What I don’t understand is, is EVERYTHING on my account reliant on the damaged cluster? If I just build a new database and reinstall everything will it install on a different cluster or am I just SOL and my 2 week old account is dead in the water for what they are saying could be another 2 weeks?
Can somebody help? We have deadlines and NO answers…
April 4th, 2008 at 12:37 am
I propose we nominate nightmare host for a guiness book of world records award for the longest time taken to recover from whatever the shit that happened…
April 4th, 2008 at 1:05 am
Bing!
April 4th, 2008 at 1:06 am
Holy Shit! Dreamhost do webhosting?! WTF?
April 4th, 2008 at 1:36 am
Anyone knows of a host for adult content?
I m going to leave as well
Shit…I wish i knew about FTP and all that crap
April 4th, 2008 at 1:57 am
ok my website is down again :/
thanks DH
April 4th, 2008 at 2:12 am
We hosted some projects on DH and we are still waiting to show them to our clients. How the hell could we show our job if you can only guarantee this pathetic quality? I heard positive things about DH, but after being here for a month I really think that the service you’re offering is a total waste of money… and time.
April 4th, 2008 at 2:24 am
As you can see in Wikipedia, “a computer cluster is a group of loosely coupled computers that work together closely so that in many respects they can be viewed as though they are a single computer”.
Therefore, if the machine in which all your file reside is a part of the affected cluster… you have approximately 500 Gb of disk space, and every byte of those Gb are in the same cluster, so don’t waste your time by deleting and re-uploading contents.
April 4th, 2008 at 2:37 am
ROFL
LMAO
OMGLOLCAT
LOLLERSKATING
LMFAO
LULZ
LOL
April 4th, 2008 at 3:49 am
Did anyone notice that nightmarehost.com is actually owned by MediaTemple?
April 4th, 2008 at 4:11 am
owned? wtf?
April 4th, 2008 at 5:59 am
DreamHost still exists? I’m surprised people still up up with their bullshit. Tisk tisk.
April 4th, 2008 at 6:01 am
My website is down yet
Can somebody help?
April 4th, 2008 at 6:16 am
I don’t understand why, a big company let websites down, all my eggs are in the same place.
So when my websites are down : all are down too…
They work 2 hours by day : so why ??? i have not so much files : maybe 100 mo for all my websites of storage.
So i don’t understand why Dreamhost tell that the transfer is long.
I’d like to be cool and tells me that i understand because of numbers of websites on clusters, but now i can’t wait anymore.
During 2 weeks all my websites work 2hours by day and slow, with not so much transfer on…
It’s unbelievable !!
April 4th, 2008 at 6:35 am
So, regarding the obvious fact that this has been borked for a little over 2 weeks, is there going to be any changes to our billing to underline the fact that we’ve not been getting what we paid for?

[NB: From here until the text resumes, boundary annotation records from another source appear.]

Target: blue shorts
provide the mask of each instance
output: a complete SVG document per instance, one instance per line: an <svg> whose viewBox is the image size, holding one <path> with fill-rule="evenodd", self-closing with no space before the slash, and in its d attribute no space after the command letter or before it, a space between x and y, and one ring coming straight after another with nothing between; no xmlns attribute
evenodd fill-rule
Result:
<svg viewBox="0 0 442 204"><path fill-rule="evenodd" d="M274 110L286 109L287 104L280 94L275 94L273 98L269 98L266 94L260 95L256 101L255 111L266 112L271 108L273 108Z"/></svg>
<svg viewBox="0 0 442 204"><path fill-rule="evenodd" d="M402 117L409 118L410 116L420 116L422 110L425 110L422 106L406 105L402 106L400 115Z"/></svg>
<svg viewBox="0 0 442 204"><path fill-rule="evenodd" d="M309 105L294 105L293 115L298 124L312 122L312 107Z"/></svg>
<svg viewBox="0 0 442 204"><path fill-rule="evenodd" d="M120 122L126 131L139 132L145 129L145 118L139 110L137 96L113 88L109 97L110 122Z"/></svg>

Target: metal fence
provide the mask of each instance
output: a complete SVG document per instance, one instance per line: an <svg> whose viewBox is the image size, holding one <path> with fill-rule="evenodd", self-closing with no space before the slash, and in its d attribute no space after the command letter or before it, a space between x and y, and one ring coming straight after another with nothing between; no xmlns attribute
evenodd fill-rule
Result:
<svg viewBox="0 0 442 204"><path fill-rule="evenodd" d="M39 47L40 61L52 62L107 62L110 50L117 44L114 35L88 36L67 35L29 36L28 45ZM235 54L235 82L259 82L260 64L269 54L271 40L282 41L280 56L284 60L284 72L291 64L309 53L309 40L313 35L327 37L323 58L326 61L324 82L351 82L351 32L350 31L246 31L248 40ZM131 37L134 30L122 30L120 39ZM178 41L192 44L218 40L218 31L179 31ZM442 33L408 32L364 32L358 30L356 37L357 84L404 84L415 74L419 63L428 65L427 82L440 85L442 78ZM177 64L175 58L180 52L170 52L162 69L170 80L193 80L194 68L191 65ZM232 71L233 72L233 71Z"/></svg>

Or is the dreamhost motto “Go fuck yourself” ?
April 4th, 2008 at 6:37 am
You guys don’t get it. There is no such a thing as a specific “blingy filer problem”.
This month is blingy, next moth is spunky and next one is whothef*ck knows. Now, get this: that is how dreamhost is gonna be from now on, they have to make up for the “fat finger” losses (see: http://blog.dreamhost.com/2008/03/21/good-reminiscing-friday ) with cheap and unreliable hardware and cheap and unreliable service.
Get used to it or go elsewhere.
April 4th, 2008 at 6:46 am
@1186 MArk
> we’ve not been getting what we paid for?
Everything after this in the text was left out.